Why veto it? Governor Rell seems to have forgotten some history here. In the 1700’s the citizens of Connecticut recognizing that they didn’t want to replicate the Dickensian debtor prisons of England, established havens for those to sick or unable to work; town farms. The town farms were by no means a happy haven but residents there worked on the farm as they could, helped to be self sustaining, had some funding from the Selectman’s budget in the town and had food and clothings and housing and medical care. This, from the compassionate citizens of Connecticut. Fast forward. When larger government programs superseded the Town Farm System, the program became State Aid to General Assistance (SAGA) one of the safety net programs here in Connecticut.
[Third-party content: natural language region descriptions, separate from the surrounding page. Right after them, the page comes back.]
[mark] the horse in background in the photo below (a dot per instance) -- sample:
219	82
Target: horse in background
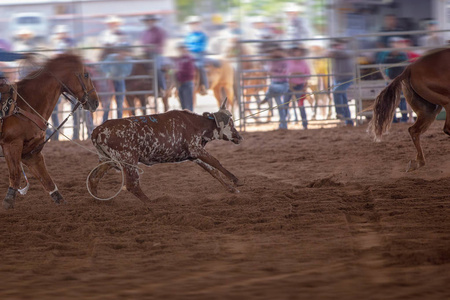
425	86
23	131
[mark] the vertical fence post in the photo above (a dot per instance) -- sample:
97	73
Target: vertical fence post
238	88
155	81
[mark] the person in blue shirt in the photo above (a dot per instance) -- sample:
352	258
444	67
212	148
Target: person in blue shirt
393	59
196	42
118	72
9	56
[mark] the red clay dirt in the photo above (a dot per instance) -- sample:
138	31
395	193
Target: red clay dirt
323	214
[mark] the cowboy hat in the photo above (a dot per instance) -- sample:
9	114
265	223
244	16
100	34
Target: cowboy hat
292	7
150	18
113	19
62	28
193	19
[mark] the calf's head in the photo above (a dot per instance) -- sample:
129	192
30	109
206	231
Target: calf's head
225	129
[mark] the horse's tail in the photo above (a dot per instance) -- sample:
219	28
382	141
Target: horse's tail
385	105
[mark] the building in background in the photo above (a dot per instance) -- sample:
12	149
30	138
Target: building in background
83	17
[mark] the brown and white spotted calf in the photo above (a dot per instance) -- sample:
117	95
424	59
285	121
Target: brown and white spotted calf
174	136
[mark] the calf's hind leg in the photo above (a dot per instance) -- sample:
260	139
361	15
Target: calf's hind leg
132	183
37	166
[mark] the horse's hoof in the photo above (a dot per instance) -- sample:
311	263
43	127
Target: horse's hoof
238	182
58	198
8	203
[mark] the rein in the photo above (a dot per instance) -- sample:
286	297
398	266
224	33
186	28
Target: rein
85	98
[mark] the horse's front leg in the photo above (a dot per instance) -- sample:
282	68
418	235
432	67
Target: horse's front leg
36	164
12	153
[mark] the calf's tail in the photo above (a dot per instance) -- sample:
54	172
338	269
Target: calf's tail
385	105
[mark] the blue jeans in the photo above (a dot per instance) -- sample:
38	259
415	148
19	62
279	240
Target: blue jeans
200	64
159	73
402	106
340	99
55	123
186	93
119	87
297	91
76	123
277	90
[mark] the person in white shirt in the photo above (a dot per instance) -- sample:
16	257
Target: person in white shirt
112	36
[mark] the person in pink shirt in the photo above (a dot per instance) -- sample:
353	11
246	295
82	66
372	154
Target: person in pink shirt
299	71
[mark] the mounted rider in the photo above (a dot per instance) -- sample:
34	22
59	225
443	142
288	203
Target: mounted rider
154	38
196	42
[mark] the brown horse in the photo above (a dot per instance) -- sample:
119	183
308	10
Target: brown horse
23	132
426	88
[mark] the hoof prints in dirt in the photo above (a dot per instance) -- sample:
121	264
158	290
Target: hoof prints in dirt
324	182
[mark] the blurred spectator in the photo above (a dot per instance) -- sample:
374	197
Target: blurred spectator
296	26
154	38
185	70
432	39
390	24
393	58
117	66
279	85
61	40
343	70
8	56
112	36
299	84
225	41
412	55
4	45
261	31
24	41
196	42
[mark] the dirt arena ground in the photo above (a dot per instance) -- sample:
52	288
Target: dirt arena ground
323	214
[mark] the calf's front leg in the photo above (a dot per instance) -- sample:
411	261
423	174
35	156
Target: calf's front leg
213	166
12	153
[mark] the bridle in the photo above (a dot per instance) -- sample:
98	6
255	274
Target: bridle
79	102
86	93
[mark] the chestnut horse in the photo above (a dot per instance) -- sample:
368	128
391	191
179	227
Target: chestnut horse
23	133
425	84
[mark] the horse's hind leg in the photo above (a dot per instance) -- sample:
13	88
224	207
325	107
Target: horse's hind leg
36	164
426	114
12	153
132	183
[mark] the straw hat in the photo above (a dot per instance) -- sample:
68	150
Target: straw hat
24	32
113	19
292	7
193	19
259	19
61	28
230	19
150	18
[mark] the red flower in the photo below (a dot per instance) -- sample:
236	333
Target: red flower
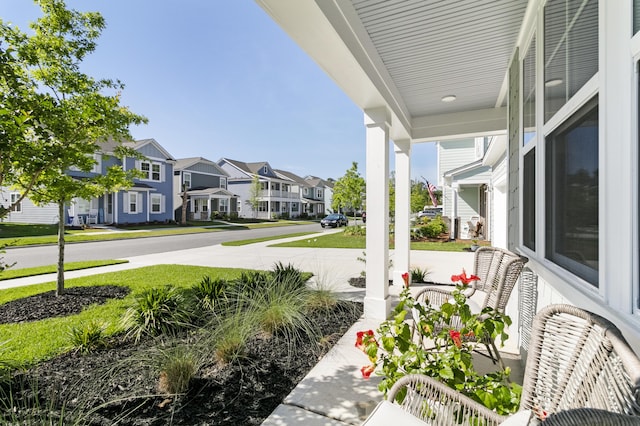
464	278
363	338
405	277
367	370
455	336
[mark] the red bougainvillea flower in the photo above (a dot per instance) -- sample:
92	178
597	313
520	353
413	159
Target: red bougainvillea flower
363	338
455	336
463	278
405	277
367	370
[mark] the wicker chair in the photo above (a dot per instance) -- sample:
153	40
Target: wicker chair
498	270
580	370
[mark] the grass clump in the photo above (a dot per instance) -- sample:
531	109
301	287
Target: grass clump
209	292
177	367
88	336
156	311
419	275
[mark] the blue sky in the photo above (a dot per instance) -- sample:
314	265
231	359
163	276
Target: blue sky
219	78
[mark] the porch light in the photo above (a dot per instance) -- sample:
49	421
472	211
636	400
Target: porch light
553	82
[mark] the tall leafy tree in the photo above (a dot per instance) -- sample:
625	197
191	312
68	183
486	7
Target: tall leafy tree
349	190
65	115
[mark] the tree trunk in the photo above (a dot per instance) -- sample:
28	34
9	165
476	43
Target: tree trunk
60	285
183	219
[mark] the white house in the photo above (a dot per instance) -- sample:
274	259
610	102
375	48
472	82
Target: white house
559	78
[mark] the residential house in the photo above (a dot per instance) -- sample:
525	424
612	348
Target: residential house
311	195
558	78
466	182
206	189
277	197
327	191
149	199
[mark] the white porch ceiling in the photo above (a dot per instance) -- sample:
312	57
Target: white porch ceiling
408	54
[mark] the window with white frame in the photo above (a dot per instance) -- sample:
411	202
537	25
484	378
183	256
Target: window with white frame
570	138
157	203
132	202
15	206
151	171
529	147
572	193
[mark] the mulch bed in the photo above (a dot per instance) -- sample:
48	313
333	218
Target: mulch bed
120	383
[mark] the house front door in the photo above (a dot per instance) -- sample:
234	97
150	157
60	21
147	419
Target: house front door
108	210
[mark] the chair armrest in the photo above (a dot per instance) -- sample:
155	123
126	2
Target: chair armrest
590	417
437	296
438	404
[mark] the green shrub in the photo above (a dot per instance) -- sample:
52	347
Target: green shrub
177	367
287	274
434	228
89	336
158	311
209	292
355	231
419	275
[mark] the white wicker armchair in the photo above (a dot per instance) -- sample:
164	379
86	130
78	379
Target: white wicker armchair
498	270
579	369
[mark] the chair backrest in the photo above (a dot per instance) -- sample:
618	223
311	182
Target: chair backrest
579	359
498	270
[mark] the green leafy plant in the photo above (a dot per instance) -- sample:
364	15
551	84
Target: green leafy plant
88	336
418	275
355	231
287	274
157	311
397	351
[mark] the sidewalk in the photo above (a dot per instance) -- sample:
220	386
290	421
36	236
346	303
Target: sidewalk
334	392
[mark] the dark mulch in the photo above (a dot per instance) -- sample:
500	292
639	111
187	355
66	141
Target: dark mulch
119	384
48	305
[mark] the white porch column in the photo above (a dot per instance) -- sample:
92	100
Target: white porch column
402	251
376	302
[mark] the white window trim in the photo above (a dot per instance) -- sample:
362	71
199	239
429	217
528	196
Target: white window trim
149	176
127	203
12	198
156	199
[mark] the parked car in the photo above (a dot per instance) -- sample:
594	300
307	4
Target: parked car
334	220
431	213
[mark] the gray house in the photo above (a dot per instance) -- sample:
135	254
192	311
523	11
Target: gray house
278	196
206	189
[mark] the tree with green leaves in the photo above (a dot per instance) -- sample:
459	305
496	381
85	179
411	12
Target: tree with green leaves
349	190
255	191
65	114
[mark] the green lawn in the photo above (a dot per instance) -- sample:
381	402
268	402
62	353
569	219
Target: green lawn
16	235
34	341
11	273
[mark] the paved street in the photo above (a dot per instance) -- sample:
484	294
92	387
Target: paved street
26	257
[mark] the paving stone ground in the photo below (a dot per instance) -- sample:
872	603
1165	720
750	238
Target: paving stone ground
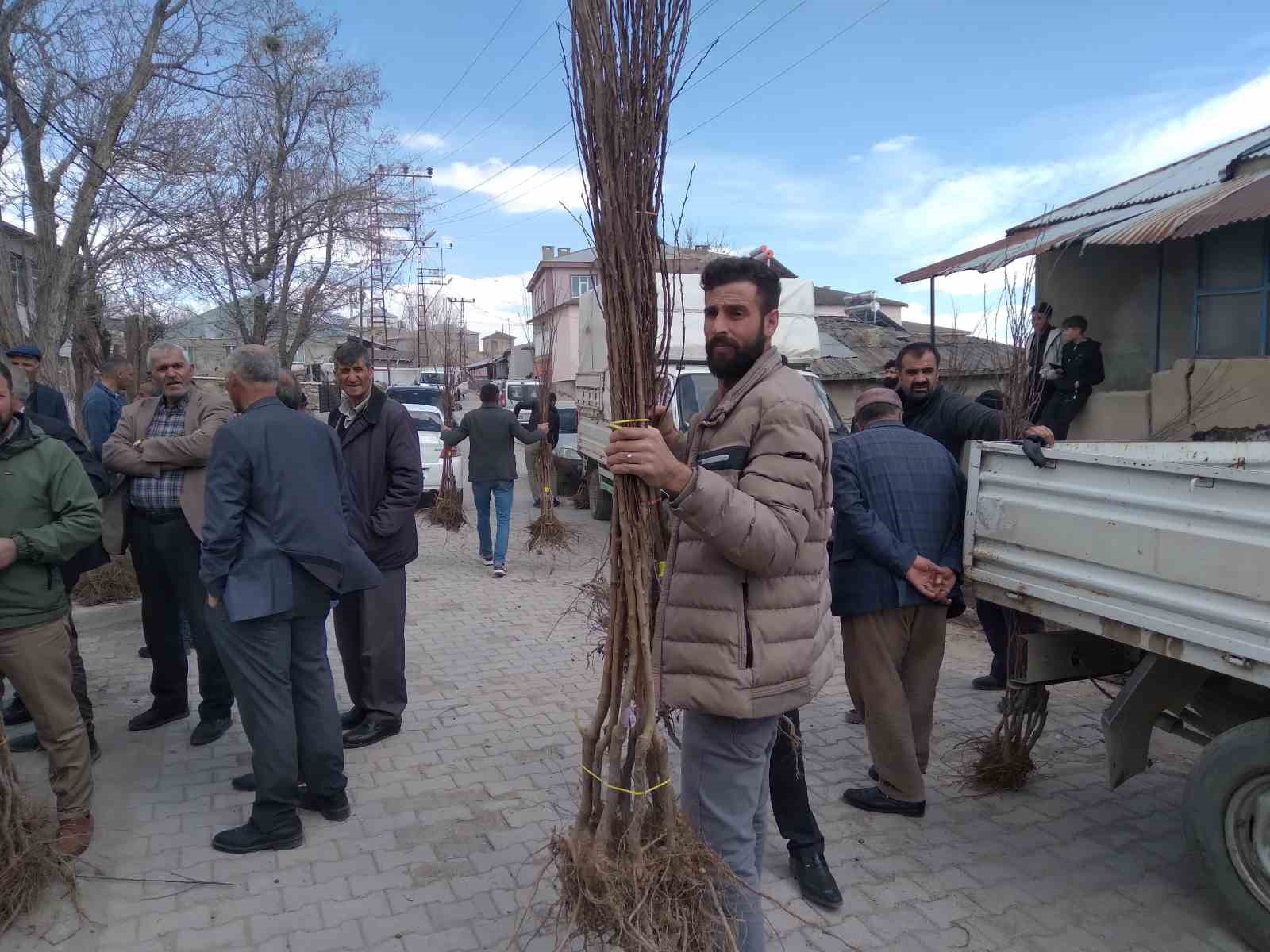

No one wants to see SAGA patients. Getting referrals from primary care (I work in an FQHC) to tertiary or upper level care is nearly impossible. SAGA pays poorly for advanced care and since its coverage mostly (a devilish word) is for poor folk; Who cares. The devil in the mostly is that folks who have worked all their lives but had some dreadful disease may find themselves on SAGA. Folks who have a sickness in the family, monies wiped out by the vagaries of the current ‘he who has the gold makes the rules insurance system’ may find themselves on SAGA. The list goes on. The poor line up and are anointed with the least of the least.

Sustinet looks in ways to fix this, to level the playing field by making no distinction between rich and poor by allowing all access to health care. Bah Humbug they should pull up their bootstraps, you say. WHO will pull up the bootstraps. My 24 year old daughter recently fell into the hole between parental coverage and no coverage from work. Luckily she had her health. Needed medications, however, consumed a fair bite of her savings.

Whats with the beak dipping? Governor Rell is a leftover from the Rowland administration here in Connecticut. She distanced herself from John Rowland (who spent some time waiting for a better paying government job — quel suprise!). Republican administrations believe that business will make it all perfect. That the shareholder marketplace will bring equity and equanimity to the medical system. Each of the stakeholders will ‘dip his beak’ only taking a fair share of the monies, pleasing the boards and CEO’s. I think this more akin to crows feasting at the carcass. There isn’t much money and pleasing the shareholders never improved wellness. There is a finite supply of monies and pleasing the CEO’s and padding their golden parachutes never helped struggling parents with sick children. Dipping their beaks, sucking up the juice.

Ahh for sure, all that will be left of Sustinet will be the bones, no juice, no meat, no insurance, no coverage. And the fat cats will be daubing their beaks with linen napkins.